One possibility for the Cel+ phenotype is the partial activation of the chb operon resulting in the expression of low levels of the permease, which allows transport of cellobiose into the cell, and hydrolysis of cellobiose by an unlinked enzyme, as seen in the case of RsC3, the three-step activated Cel+ mutant of S. sonnei. However, deletion of chbF also led to the loss of Cel+ phenotype (Online resource 1 Fig. S1b), suggesting that ChbF is the enzyme responsible for the hydrolysis function in these mutants. These results indicate that in the one-step activated Cel+ mutants of S. sonnei, the chb operon contributes to both transport and hydrolysis of cellobiose.

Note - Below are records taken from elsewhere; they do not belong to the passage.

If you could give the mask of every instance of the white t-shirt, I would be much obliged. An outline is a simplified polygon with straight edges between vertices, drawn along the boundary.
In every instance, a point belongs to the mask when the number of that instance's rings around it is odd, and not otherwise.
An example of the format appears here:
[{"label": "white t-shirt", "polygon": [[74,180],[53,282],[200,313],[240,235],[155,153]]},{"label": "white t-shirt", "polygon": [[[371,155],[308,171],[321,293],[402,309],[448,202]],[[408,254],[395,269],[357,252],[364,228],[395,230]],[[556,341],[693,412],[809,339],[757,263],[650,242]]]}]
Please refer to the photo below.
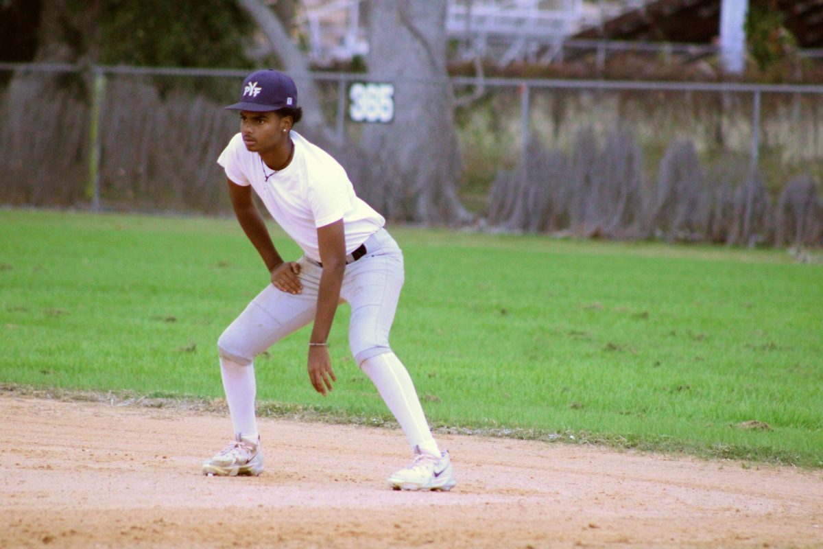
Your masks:
[{"label": "white t-shirt", "polygon": [[291,136],[295,143],[291,162],[273,175],[258,153],[246,149],[239,133],[229,142],[217,164],[234,183],[252,186],[274,221],[306,256],[320,261],[317,228],[339,219],[346,232],[346,253],[351,254],[386,220],[355,194],[346,170],[328,152],[294,130]]}]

The chbR and nagC loci of S. sonnei Cel+ mutants do not show any genetic alteration

All Cel+ mutants of E. coli carry gain-of-function mutations in the chbR locus, and these mutations were necessary for conferring the Cel+ phenotype in E. coli (Kachroo et al. 2007). Sequencing of the complete chbR locus from S. sonnei Cel+ mutants showed that the chbR loci from all the mutants were identical to that of the wild-type strain AK1. Additionally, the nagC locus of these mutants also remained identical to that of the wild-type strain, suggesting that the abrogation of NagC repression in all these mutants occurred through a different mechanism.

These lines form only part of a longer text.